Noi, per parte nostra, non usiamo questo materiale. È una scelta già compiuta. Possiamo operare efficacemente perché neanche gli altri ne facciano impiego, nella misura in cui la persuasione del rischio diventa più certa e viene condivisa da più paesi e dall'insieme della comunità internazionale. In questo senso noi opereremo. In questi anni ci siamo adoperati ricercando costantemente l'intesa con i paesi dell'Unione europea e della NATO per definire regole e convenzioni internazionali che impedissero e limitassero l'uso di armi inumane. Continueremo a farlo, puntando ad una interpretazione estensiva del concetto di armi inumane, anche in considerazione del problema sollevato.

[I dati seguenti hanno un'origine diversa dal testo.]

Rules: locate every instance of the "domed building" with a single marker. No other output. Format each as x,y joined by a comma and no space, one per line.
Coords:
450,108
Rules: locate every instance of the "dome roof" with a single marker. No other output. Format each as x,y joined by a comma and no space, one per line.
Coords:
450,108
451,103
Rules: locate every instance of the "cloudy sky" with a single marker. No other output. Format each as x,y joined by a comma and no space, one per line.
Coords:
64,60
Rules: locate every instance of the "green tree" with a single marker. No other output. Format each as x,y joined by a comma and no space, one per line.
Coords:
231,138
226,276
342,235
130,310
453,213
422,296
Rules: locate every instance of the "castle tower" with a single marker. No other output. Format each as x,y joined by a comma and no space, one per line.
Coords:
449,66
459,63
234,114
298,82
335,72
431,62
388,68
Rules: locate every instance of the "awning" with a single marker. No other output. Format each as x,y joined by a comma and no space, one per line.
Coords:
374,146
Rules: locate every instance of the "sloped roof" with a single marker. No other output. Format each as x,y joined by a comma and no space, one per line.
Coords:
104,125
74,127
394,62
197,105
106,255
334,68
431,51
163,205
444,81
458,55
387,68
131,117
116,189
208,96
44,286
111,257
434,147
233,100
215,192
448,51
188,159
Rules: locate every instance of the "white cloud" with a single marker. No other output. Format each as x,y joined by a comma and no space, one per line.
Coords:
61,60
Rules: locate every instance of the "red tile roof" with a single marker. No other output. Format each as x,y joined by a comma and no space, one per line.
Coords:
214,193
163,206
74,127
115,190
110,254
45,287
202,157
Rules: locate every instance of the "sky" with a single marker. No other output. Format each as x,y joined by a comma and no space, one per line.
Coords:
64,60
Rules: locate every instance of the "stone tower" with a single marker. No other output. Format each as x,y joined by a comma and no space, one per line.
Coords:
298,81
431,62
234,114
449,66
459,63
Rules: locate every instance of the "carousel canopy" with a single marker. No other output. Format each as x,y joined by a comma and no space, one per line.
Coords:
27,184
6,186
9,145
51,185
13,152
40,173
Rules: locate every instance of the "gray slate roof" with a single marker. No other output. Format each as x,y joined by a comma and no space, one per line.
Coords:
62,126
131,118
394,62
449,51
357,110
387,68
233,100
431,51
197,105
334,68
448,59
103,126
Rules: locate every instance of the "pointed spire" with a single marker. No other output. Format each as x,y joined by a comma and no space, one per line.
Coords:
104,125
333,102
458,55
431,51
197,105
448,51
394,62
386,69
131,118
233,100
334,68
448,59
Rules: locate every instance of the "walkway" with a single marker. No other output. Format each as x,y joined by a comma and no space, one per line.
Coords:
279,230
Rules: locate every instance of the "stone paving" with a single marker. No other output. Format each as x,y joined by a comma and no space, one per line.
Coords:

Più di altri paesi abbiamo sostenuto che dovessero essere del tutto eliminate le mine antipersona (l'interpellanza richiama questo impegno italiano) ed in
questo campo abbiamo ottenuto un risultato significativo. Ebbene, in coerenza con quella scelta, noi opereremo perché la comunità internazionale metta al bando anche altre "armi convenzionali che possano ritenersi eccessivamente dannose o che abbiano effetti indiscriminati", formulazione questa contenuta nel preambolo della convenzione di Ottawa.

Si tratta di introdurre norme restrittive in tutti i casi (come quello segnalato dagli onorevoli interroganti) nei quali esiste la credibile persuasione che possono verificarsi danni eccessivi, prolungati nel tempo, diretti a colpire un numero indefinito di persone e tali da determinare effetti indiscriminati. Dunque, nel quadro di un accertamento imparziale, che sia tale da confermare i motivi di preoccupazione, l'Italia si impegna a raggiungere il più ampio consenso possibile su scala internazionale per limitare l'impiego dell'uranio impoverito, introducendo le garanzie necessarie ad impedire danni indiscriminati ed a tutelare l'ambiente.